Job Description
We are pioneering the future at Quantum Horizon Labs, and we are seeking a visionary Senior Machine Learning Engineer to lead the technical execution of Project 2026. Project 2026 is our flagship initiative designed to redefine the boundaries of autonomous decision-making and predictive analytics in a decentralized world. You will not just be building models; you will be architecting the intelligence layer for the next generation of our enterprise ecosystem.
In this pivotal role, you will collaborate with cross-functional teams of engineers, data scientists, and product strategists to deploy scalable, high-impact AI solutions. If you are passionate about pushing the envelope of what is possible in 2026 and beyond, we want to hear from you.
Responsibilities
- Architect & Deploy: Design, implement, and maintain robust machine learning pipelines and production-grade infrastructure for Project 2026 using Python and cloud-native technologies.
- Model Optimization: Drive the research and development of advanced algorithms, focusing on NLP and Computer Vision to enhance system autonomy.
- Code Quality & Standards: Establish and enforce coding standards, conduct rigorous code reviews, and mentor junior engineers to ensure architectural integrity.
- Performance Tuning: Monitor system performance, optimize latency, and scale models to handle high-throughput data streams in real-time.

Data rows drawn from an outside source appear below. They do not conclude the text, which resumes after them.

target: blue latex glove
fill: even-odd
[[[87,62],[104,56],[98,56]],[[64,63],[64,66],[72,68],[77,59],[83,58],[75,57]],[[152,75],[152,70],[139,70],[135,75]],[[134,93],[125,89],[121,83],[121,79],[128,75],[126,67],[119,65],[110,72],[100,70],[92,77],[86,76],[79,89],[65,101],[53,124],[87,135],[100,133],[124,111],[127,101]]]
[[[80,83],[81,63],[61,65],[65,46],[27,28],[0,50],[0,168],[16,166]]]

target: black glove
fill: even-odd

- Collaboration: Work closely with product managers to translate complex business requirements into technical specifications and AI solutions.
- Innovation: Stay ahead of industry trends in AI, contributing to the internal innovation roadmap for Project 2026.
Qualifications
- Education: Bachelor’s or Master’s degree in Computer Science, Statistics, Mathematics, or a related field.

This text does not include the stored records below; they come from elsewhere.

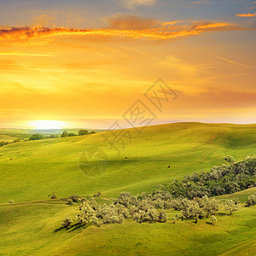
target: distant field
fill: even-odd
[[[78,205],[60,200],[0,205],[0,254],[2,255],[254,255],[256,249],[256,206],[244,207],[249,189],[219,199],[238,197],[241,208],[233,216],[178,221],[178,212],[168,211],[164,224],[137,224],[125,220],[108,224],[61,230],[67,214],[74,217]],[[217,197],[218,198],[218,197]]]
[[[61,198],[102,191],[104,201],[116,198],[122,190],[150,191],[188,173],[207,172],[222,165],[227,154],[241,160],[256,152],[256,125],[179,123],[148,126],[141,134],[129,131],[132,143],[119,154],[102,136],[109,132],[0,148],[0,254],[253,255],[255,207],[242,207],[232,217],[219,217],[216,226],[206,219],[197,224],[173,224],[177,212],[168,211],[165,224],[127,220],[121,225],[58,230],[67,214],[76,215],[78,206],[47,200],[51,192]],[[83,153],[95,147],[105,152],[108,166],[101,176],[88,177],[79,162]],[[255,188],[218,198],[238,197],[244,204],[254,191]],[[15,203],[8,204],[9,200]]]
[[[256,152],[256,125],[179,123],[148,126],[139,135],[130,131],[132,143],[119,154],[102,133],[0,148],[0,201],[44,200],[52,191],[60,197],[149,191],[222,165],[226,154],[241,160]],[[80,155],[92,147],[104,150],[108,158],[108,169],[98,177],[84,176],[79,167]]]
[[[40,133],[43,135],[61,134],[63,131],[78,134],[79,130],[80,129],[32,130],[0,128],[0,141],[12,143],[15,139],[26,140],[34,133]],[[88,131],[91,131],[92,130],[88,129]],[[102,130],[95,131],[97,132],[102,131]]]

- Experience: 5+ years of professional experience in machine learning engineering or data science.
- Technical Stack: Proficiency in Python (PyTorch/TensorFlow), SQL, and experience with containerization (Docker/Kubernetes).
- Cloud Expertise: Demonstrated experience deploying models on AWS, GCP, or Azure.
- Problem Solving: Strong analytical skills with a proven track record of solving complex, unstructured problems.
- Communication: Excellent verbal and written communication skills, with the ability to explain technical concepts to non-technical stakeholders.